L'attuale situazione meteorologica determina condizioni particolari per l'Isola. Nell'ultima settimana il Centro funzionale decentrato ha emesso due avvisi per condizioni meteorologiche avverse legate alle elevate temperature.
Nella giornata odierna, così come nelle due precedenti, ha inoltre diramato un avviso di criticità ordinaria con codice giallo, per rischio idrogeologico per temporali in buona parte delle zone di allerta della Sardegna.
Nelle zone interne si stanno sviluppando, soprattutto nelle ore pomeridiane, temporali localizzati che possono essere intensi, accompagnati da forti precipitazioni, grandine e raffiche di vento fino a circa 70 km/h.

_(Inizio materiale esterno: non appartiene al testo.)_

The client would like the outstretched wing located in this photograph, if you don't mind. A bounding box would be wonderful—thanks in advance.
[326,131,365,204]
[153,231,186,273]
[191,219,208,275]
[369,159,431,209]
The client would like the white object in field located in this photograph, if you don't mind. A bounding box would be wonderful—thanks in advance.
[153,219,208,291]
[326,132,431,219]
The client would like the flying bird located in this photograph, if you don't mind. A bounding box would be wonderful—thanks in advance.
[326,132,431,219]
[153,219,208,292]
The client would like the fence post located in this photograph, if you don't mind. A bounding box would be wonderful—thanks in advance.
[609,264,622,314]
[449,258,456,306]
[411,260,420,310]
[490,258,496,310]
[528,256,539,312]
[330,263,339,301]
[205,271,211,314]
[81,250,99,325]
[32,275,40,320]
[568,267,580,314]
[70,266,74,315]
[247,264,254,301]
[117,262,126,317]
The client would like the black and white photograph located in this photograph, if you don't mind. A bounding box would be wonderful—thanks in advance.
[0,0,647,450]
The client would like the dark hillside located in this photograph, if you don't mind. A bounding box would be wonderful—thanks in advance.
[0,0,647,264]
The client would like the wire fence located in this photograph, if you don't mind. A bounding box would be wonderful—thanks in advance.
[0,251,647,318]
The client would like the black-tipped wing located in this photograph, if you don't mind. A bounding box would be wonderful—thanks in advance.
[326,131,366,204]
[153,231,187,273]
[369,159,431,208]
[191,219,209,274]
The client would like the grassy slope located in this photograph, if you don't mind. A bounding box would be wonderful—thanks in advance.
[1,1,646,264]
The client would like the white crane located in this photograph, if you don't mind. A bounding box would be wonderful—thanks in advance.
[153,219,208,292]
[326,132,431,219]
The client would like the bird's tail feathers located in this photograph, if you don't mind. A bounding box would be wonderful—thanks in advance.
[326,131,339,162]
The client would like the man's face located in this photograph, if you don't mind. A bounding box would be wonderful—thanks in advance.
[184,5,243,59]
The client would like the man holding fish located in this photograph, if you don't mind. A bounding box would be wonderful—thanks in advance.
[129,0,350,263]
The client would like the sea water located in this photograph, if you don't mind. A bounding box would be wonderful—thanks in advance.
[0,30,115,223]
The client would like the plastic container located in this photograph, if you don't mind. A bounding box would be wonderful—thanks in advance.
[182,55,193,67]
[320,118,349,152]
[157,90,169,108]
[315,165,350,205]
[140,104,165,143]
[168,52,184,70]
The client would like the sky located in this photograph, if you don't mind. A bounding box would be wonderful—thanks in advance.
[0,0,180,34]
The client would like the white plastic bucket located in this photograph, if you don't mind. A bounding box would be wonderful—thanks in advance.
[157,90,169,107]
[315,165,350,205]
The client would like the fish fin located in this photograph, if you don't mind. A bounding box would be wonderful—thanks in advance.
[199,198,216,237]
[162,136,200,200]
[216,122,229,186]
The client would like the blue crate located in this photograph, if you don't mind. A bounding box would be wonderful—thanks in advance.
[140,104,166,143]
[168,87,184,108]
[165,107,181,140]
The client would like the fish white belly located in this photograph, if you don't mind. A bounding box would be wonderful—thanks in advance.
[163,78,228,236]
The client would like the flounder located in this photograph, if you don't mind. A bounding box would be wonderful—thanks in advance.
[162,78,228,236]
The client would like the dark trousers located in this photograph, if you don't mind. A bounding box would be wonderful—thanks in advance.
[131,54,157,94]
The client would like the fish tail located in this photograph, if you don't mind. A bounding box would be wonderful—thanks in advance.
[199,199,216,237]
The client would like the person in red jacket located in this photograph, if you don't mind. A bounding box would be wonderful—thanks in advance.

In alcune aree sono stati registrati accumuli di pioggia superiori ai 40 millimetri in poche ore.
A Mandas ad esempio in meno di due ore sono caduti 35 millimetri d’acqua. Un evento che ha provocato diversi allagamenti e la caduta di alcuni alberi. Nelle prossime ore si procederà alla conta dei danni, ma il sindaco Umberto Oppus ha annunciato di aver deliberato lo stato di calamità naturale. «Dopo i vari sopralluoghi, abbiamo deliberato lo stato di calamità naturale e da domani procediamo alla ricognizione dei danni».